Some large companies place heavy emphasis on automation, including for their IT incident management systems. "Automate all the things" is a popular IT catchphrase, but full automation can make little sense for resource management, depending on what the tasks are. Advanced automated IT incident response can lead to a self-healing infrastructure, but that's beyond the reality for most organizations. Automation must start with the most basic processes and build up for any hope of a fluid and functional state, leaving the promise of end-to-end automation as a dream out in the ether.
Another way to approach IT incidents is to create them yourself. Netflix developed a chaos engineering program, Chaos Monkey, and sister tools collectively called the Simian Army, which test system resiliency by purposefully breaking processes or disrupting services. More conservative organizations can experiment with chaos engineering in small doses or in staging environments, rather than take down production systems.
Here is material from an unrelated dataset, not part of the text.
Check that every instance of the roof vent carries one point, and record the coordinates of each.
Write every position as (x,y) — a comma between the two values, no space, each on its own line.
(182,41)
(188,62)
Ultimately, IT operations admins exist to help the rest of the business to do its job. Quick to deploy and easily modifiable automated IT monitoring and incident management systems make this task easier. The right tooling will make a difference. If the effort to set up monitoring and remediation processes seems too cumbersome, maintenance will only become more so when future system changes occur; at the current rate of change in IT, that will be a continual job. Even with a successful IT incident management system with built-in automation, admins still need to understand their environments. Combine that knowledge with automation, and they'll do less manual troubleshooting and have better focus on where to seek out issues.